You have to try rock shoes. Begin the process by selecting a pair close to your dress shoe size. How do they feel? I bet these shoes are comfortable and too big. Go down a half size and see how it goes. Keep going down until you can barely fit your feet in the shoes, indicating that size is too small. Now go up half a size, then another half size if necessary. A new pair of rock shoes should feel like a tight pair of driving gloves, a little uncomfortable is okay. “Uncomfortable” is subjective because comfort and pain thresholds vary. One thing is for sure, if you can walk around in these shoes without feeling any discomfort, they are too big.

Read also: Unbearable pressure from Rock-Shoe? Try This Slice-And-Dice Hack

If you can’t find a model that suits you, try a model with a different shape. The shoe for you is here, keep trying.

Keep in mind that all shoes stretch. Leather shoes will stretch more than synthetic shoes, and unlined shoes will stretch more than lined shoes. Unlined leather rock shoes stretch the most; I had them stretched a size or more, so I painfully adjust them. Unlined leather stretches quickly, so you’ll only have to suffer in the shoes for one or two outings (or wear them home to stretch.)

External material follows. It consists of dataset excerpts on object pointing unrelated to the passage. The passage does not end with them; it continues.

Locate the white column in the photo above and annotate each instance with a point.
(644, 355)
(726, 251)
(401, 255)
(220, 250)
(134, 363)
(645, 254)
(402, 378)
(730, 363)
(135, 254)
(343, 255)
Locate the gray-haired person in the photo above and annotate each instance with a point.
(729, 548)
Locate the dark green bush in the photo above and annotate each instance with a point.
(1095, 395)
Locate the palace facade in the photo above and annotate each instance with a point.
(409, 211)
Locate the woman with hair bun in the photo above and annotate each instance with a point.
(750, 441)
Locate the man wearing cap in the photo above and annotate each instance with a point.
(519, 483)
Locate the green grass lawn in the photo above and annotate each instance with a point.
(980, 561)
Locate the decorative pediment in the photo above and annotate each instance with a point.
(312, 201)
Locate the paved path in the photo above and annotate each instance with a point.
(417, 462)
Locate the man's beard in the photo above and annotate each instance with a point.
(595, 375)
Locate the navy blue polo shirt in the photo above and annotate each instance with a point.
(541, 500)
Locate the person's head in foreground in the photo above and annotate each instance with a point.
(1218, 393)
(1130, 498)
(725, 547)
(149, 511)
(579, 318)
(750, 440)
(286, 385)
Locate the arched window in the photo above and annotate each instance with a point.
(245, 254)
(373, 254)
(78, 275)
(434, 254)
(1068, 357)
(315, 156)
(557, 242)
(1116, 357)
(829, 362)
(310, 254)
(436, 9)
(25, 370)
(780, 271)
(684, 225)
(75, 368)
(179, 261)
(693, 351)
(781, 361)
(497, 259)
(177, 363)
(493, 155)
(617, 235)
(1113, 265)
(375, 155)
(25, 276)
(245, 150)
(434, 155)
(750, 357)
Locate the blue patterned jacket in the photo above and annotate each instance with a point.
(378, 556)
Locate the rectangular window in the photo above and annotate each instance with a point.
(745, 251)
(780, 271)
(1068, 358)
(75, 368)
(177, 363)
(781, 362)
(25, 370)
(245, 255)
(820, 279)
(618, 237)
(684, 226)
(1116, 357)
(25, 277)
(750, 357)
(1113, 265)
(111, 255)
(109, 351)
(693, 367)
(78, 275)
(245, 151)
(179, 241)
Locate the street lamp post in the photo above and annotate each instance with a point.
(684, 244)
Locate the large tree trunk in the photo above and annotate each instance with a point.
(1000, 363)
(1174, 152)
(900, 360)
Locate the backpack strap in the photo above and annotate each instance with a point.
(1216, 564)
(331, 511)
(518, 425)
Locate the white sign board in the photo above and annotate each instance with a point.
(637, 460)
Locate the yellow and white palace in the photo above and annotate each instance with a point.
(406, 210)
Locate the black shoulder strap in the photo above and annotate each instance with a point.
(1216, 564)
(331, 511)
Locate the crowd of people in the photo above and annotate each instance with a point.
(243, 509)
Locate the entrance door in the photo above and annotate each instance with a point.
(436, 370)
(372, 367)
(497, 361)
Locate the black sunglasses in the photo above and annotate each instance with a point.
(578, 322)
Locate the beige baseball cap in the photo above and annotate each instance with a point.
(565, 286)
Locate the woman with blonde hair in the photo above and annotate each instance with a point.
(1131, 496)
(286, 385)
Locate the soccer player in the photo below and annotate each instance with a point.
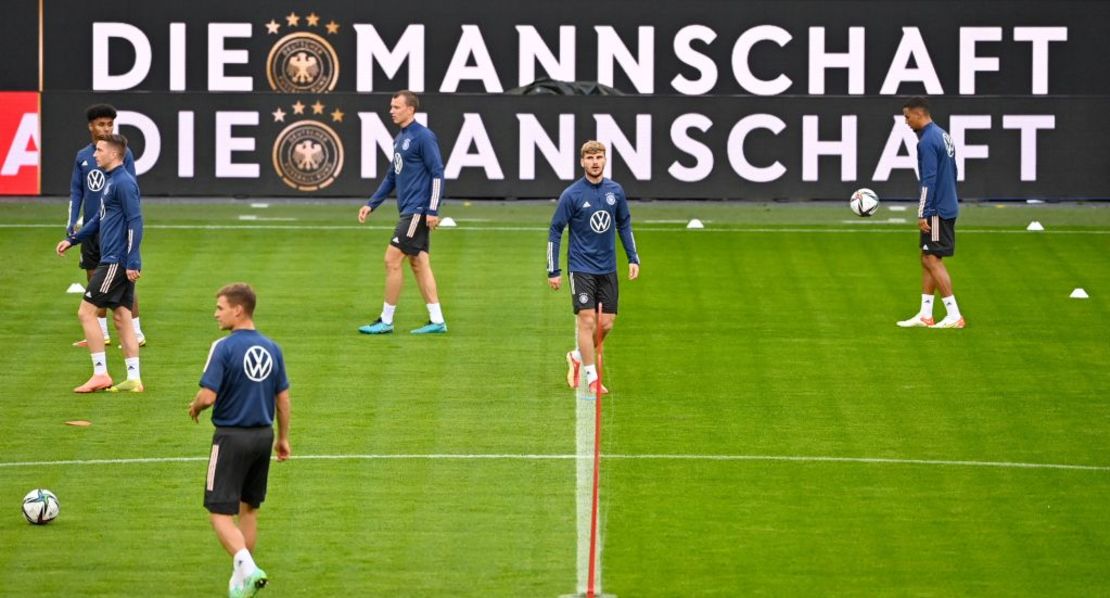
(119, 224)
(244, 379)
(417, 174)
(591, 205)
(86, 189)
(936, 214)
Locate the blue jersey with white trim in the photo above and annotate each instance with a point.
(936, 164)
(416, 172)
(595, 212)
(88, 183)
(119, 221)
(246, 372)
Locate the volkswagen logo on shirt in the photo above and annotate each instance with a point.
(258, 363)
(599, 221)
(94, 180)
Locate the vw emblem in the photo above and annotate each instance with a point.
(258, 363)
(599, 221)
(94, 180)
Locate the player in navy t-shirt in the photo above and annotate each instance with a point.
(244, 378)
(936, 214)
(595, 209)
(87, 184)
(416, 172)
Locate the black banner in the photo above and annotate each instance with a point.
(688, 48)
(501, 145)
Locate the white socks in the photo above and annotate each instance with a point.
(435, 313)
(243, 566)
(132, 364)
(387, 313)
(954, 311)
(926, 305)
(99, 364)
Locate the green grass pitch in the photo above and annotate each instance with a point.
(766, 338)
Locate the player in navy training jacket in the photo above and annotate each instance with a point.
(596, 209)
(119, 224)
(417, 175)
(936, 214)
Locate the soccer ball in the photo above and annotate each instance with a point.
(864, 202)
(40, 506)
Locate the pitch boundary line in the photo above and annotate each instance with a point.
(541, 457)
(544, 229)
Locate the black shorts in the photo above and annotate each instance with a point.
(110, 287)
(411, 234)
(588, 290)
(90, 253)
(940, 240)
(239, 468)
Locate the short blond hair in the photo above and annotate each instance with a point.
(592, 147)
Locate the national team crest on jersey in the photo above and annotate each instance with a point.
(94, 180)
(601, 221)
(258, 363)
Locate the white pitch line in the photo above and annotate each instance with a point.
(506, 456)
(868, 230)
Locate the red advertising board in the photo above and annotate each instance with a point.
(20, 145)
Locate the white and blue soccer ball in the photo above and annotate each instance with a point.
(864, 202)
(40, 506)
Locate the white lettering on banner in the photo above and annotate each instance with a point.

The rand will also affect sizing, fit and stretch. Some rands are stretched like slingshots to compress your feet. A compressed foot has more power than a relaxed foot, which is why a tight shoe is more powerful and precise than a looser shoe – tightness equals compression. Slingshot Randed shoes still stretch, but bounce when you take them off and don’t stretch as much as shoes with more casual rands. Yet another variable to factor into the adjustment equation.

8 Tips for Adjusting Climbing Shoes for Problematic Feet: Yours

A shoe’s support or lack of support will also affect fit and sizing. You can fit stiff shoes that are a bit taller than soft slipper-like shoes, because the built-in stiffness (often called “board lasting”) provides support without needing the shoe to squeeze your feet. The most flexible shoes should fit almost to the skin, as they rely on the pressure of your feet to provide support.

You might be tempted to over-tighten your shoes. Don’t! If you wince when you put your shoes on, they’re too tight. Pain isn’t the only issue here. Shoes that are too tight can, over time, damage the joints in your feet. For exemple, Hallux Rigid is a form of degenerative arthritis of the big toe joint that can be caused by rock shoes. I know this first hand. I developed Hallux Rigidus about 20 years into my climbing career, but continued to wear shoes that were too small. Performance mattered more than anything… who cares about problems on the road? Eventually my toe joints deteriorated to the point where I had to remove the joints and replace them with synthetic joints. here is a horrible video (be careful, it’s very horrible) of a replacement of my toe joint. Don’t let the same happen to your happy feet.

Ultimately, you’ll probably need at least two pairs of shoes. A large, comfortable pair you can warm up and wear in to send your compound lines over and over again, and to wear on longer multi-pitch routes, and a much tighter, more accurate pair for red dot attempts or flash and block where you usually only wear your shoes for a few minutes at a time.

If my advice sounds squishy, ​​it is. I can’t tell you exactly how tight your shoes should be because I literally can’t walk or climb a mile in your shoes. I can say with certainty that you need to get the sizing right.